Facebook is great, if that's how you happen to communicate with your friends. I don't. I suppose it's due to my age, but I tend to connect with my friends and acquaintances mostly in email and on the phone. Interestingly, Google seems to be building social networking infrastructure not only for the web (with OpenSocial) but also for these more traditional communications channels—with Gmail and Grand Central Google Voice.
From the Grand Central Address Book page:
Use the "Recent" link to see contacts that you have talked with lately
So Google knows whom you've talked to recently. Interesting.
Gmail doesn't currently expose a list of recently-emailed contacts, but it goes provide a "most contacted" list. It's not clear what information is being stored beyond the number of emails sent to each contact, but the "updated" field of the contact record itself—accessable via the Google Contacts Data API—is touched, and it's entirely reasonable to assume that a complete history of emails sent and received is being maintained.

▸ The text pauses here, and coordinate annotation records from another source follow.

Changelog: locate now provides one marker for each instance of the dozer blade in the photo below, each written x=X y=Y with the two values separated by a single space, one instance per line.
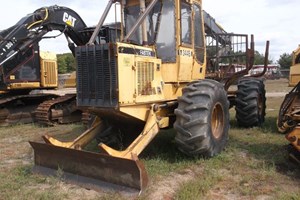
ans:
x=120 y=171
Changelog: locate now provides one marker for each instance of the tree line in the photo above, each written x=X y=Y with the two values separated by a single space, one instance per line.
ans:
x=66 y=61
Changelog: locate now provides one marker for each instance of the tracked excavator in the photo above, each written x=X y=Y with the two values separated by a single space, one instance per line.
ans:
x=157 y=74
x=28 y=77
x=289 y=113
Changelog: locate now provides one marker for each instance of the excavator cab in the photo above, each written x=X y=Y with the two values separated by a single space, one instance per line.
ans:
x=138 y=77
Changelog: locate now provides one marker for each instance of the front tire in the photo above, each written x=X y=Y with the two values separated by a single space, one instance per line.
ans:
x=250 y=102
x=202 y=119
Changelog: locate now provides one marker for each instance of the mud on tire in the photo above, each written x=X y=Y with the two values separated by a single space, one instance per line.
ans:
x=250 y=102
x=202 y=119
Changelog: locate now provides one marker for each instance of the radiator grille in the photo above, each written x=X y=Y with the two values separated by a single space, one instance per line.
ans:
x=96 y=76
x=51 y=72
x=145 y=73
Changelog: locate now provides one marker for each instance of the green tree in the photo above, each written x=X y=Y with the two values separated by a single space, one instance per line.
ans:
x=259 y=59
x=285 y=60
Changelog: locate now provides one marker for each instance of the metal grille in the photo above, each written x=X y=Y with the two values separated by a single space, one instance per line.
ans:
x=50 y=70
x=145 y=73
x=96 y=76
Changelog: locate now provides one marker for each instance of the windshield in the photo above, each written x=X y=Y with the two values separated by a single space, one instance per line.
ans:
x=160 y=25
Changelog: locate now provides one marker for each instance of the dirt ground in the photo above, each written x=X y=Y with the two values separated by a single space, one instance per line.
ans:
x=15 y=151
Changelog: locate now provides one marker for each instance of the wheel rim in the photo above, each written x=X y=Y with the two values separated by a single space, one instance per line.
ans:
x=217 y=124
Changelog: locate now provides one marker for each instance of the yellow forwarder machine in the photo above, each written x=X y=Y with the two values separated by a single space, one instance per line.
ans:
x=151 y=76
x=289 y=112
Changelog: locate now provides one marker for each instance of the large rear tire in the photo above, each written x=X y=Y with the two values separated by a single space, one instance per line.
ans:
x=250 y=102
x=202 y=119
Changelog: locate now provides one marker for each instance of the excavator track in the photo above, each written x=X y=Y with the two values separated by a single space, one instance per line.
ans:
x=47 y=112
x=19 y=108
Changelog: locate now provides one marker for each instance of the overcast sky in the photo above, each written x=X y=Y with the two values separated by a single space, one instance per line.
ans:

Google's phone-and-email approach is slower and more difficult than Facebook's (Gmail has somewhere north of 51 million users compared to Facebook's 175 million, and Google Voice is just getting off the ground) but it's potentially much farther-reaching. There are roughly 1 billion email users in businesses alone, and over 4 billion mobile and fixed-line phone subscribers.
In the long run, graphing real social networks by watching traditional communications channels—and integrating that data with online networks outlined by OpenSocial—could allow Google to assemble much more useful information than Facebook's walled-garden approach.
It will be interesting to watch this over the next few years.